Packwood differed with President Richard M. Nixon on some prominent issues. He voted against Nixon’s Supreme Court nominees Clement Haynsworth and G. Harrold Carswell, “two of Nixon’s most embarrassing defeats,” as well as Nixon’s proposals for the B-1 bomber, submarines capable of carrying the Trident missile and the supersonic transport (SST). He became the first Senate Republican to support Nixon’s impeachment. In a White House meeting of November 15, 1973, he told President Nixon that the public no longer believed the President and no longer trusted the integrity of the administration.

He played a major role in the enactment of the Hells Canyon National Recreation Area Act, which protected scenic Hells Canyon, the deepest river gorge in North America, by making it into a 652,488-acre (2,640.53 km2) National Recreation Area on the borders of northeastern Oregon and western Idaho. Packwood sponsored the bill, and was credited with becoming “a genuine leader in the preservation battle” in Congress and in the end, second only to the idea’s originator “the single most important individual in the history of Hells Canyon preservation”. Environmentalists also praised his advocacy of solar energy, returnable bottles and bike paths.

Deregulation was another interest. In the late 1970s he became a passionate supporter of trucking deregulation and a “persuasive spokesman for reform.” When deregulation became law, “newspaper editorials praised Packwood for his pivotal role in the deregulation battle.”

He has been described as an ardent pro-Israel supporter. He, along with Tom Dine, opposed the F-15 sale to the Saudis under President Reagan.
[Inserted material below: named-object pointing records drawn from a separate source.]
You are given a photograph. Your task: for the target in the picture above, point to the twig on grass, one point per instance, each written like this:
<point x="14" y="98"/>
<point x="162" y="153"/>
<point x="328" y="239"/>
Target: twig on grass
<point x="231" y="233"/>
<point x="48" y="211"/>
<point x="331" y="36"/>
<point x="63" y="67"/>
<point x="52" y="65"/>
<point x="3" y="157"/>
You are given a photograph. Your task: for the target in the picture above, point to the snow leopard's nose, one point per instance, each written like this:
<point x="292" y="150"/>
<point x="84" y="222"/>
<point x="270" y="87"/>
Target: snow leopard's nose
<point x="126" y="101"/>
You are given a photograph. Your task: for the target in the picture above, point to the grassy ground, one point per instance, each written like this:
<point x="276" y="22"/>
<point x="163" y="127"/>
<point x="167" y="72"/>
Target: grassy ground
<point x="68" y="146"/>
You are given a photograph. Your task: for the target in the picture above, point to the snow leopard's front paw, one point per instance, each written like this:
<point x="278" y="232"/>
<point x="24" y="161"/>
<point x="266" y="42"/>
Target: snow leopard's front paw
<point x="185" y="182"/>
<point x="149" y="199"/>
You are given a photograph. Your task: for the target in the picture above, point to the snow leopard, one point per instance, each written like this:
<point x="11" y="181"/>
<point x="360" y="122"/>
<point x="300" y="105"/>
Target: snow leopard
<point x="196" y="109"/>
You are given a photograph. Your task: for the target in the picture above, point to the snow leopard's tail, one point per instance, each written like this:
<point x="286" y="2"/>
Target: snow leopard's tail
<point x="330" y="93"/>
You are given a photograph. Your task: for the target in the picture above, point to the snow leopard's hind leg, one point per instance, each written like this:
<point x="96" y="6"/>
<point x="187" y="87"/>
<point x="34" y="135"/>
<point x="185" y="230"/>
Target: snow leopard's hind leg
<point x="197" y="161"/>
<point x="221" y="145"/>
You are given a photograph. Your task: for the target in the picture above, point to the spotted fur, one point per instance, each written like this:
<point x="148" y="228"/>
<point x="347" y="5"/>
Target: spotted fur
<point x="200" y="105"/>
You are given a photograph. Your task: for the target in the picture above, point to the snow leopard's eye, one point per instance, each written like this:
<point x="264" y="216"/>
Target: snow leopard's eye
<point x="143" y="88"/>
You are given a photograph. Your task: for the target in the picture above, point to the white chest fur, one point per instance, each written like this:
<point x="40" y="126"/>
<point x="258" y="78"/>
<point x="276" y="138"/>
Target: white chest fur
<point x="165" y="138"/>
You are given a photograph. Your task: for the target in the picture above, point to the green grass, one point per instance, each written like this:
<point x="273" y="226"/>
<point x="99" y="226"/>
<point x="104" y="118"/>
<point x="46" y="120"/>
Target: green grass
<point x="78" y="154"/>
He was most noted for his role in the 1986 “unlikely triumph of tax reform” while he was chairman of the powerful Senate Finance Committee. President Ronald Reagan had proposed the idea of tax reform in 1984, but Packwood's initial response was indifference. However, he played a leading role in fashioning "a radically new tax code that will raise business taxes by some $120 billion over five years—and lower personal income taxes by roughly the same amount." Historians of the Act have written that his turnaround “revived the dying tax reform bill”, and credited his “ingenuity and astonishing legislative skill” with passage of the law, which “despite its warts and wrinkles…succeeded at the fundamental purpose of reform.” Packwood’s debating skills were rated A+ in USA Today, July 18, 1986. But his debating and legislative skills could kill bills as well as pass them. His “masterful” floor management has been credited with killing President Clinton’s 1993 health care bill. And he could be stubborn; in 1988 he was carried feet-first into the Senate Chamber by Capitol Police for a quorum call on campaign finance reform legislation.